Rita, Sue And Bob Too!, Theatre Review. Theatre Royal, St. Helens.

Liverpool Sound and Vision Rating * * * *

Cast: Lee Latchford-Evans, Crissy Rock, Micky Finn, Ann Marie Davies, Emily Fleeshman, Olivia Sloyan, Derren Ankers.

Rita, Sue and Bob Too! is a play which asks so much of an audience that it might miss the very mark it is actually aiming for if not delivered with great care and attention and moulded gently by a Director who sees past the big picture and who can really push the unseen and near obscure to the very front.

With Sylvie Gatrill in the hot seat at the Theatre Royal, the play though can only be seen as tender and hard hitting in equal and bountiful measure and whereas the scenes in which might drive home a different message are there to be witnessed, it is with great depth on Ms.

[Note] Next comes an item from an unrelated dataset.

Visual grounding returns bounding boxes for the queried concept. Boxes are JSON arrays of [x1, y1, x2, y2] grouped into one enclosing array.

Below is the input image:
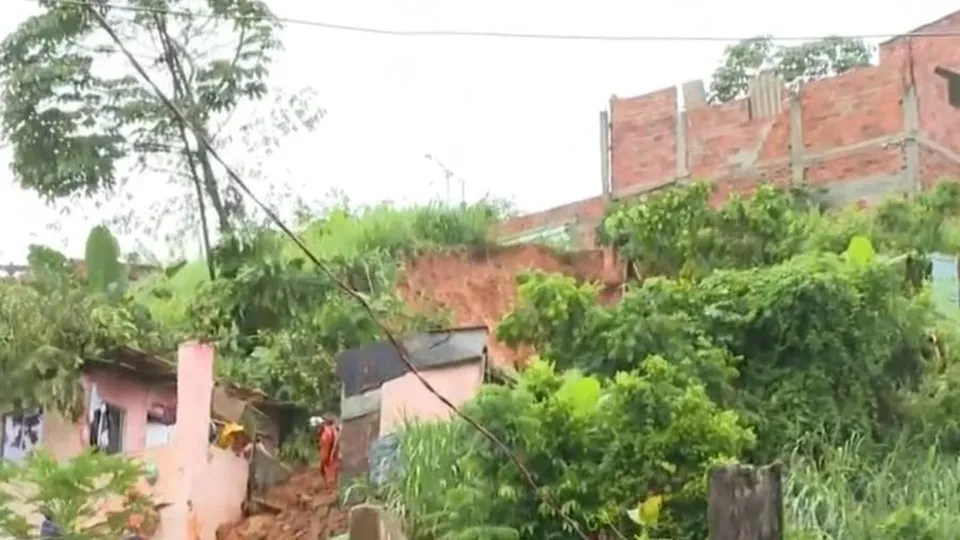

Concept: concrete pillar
[[903, 84, 923, 192], [790, 89, 806, 185], [174, 341, 214, 539], [675, 111, 690, 179]]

Gatrill’s part that what comes across is then further slow degradation of a country that has floundered and sank into its pit of self destruction since World War Two.

Lee Latchford-Evans must be congratulated for his performance as Bob. Arguably not a natural to the stage in terms of acting, his presentation as the bed hopping Bob, nevertheless should draw favourable comparisons to those who played the part before him. All art is seen to be equal in the eyes of the many and for Lee Latchford-Evans, away from the 90s music scene and Steps, the step up to theatre may have been daunting but he carried it off with great enjoyment and great appreciation from the St. Helens audience.

It is though the parts of Rita and Sue to whom much hangs upon and for many in the last few years, Dannielle Malone and Nikki Sanderson will be hard acts to follow. In Ann Marie Davies as Sue and the exceptional Emily Fleeshman as Rita, the tale of illicit sex and the world that many found themselves in 1980s Britain is framed with humour, realism and the spirit of youth.

Andrea Dunbar caused a sensation with the play when she penned it and that outrage can still be keenly felt today but thankfully Rita, Sue and Bob Too! remains a true depiction of the despair felt in Margaret Thatcher’s Britain. It is perhaps a damning indictment of the times that such a powerful story, on a par for its search for social truth as works such as Cathy Come Home, A Taste of Honey and Kes, can still resonate across the passing of time.

A welcome return to the St. Helens Theatre Royal for one of best socially realistic plays of its time, Rita, Sue and Bob Too! It might be course, it is certainly hard hitting and once you step back from the humour it has that added ability found in plays such as Billy Liar, to think beyond the page but nonetheless it remains a play in which should have been just the start of a flourishing and successful career for Andrea Dunbar.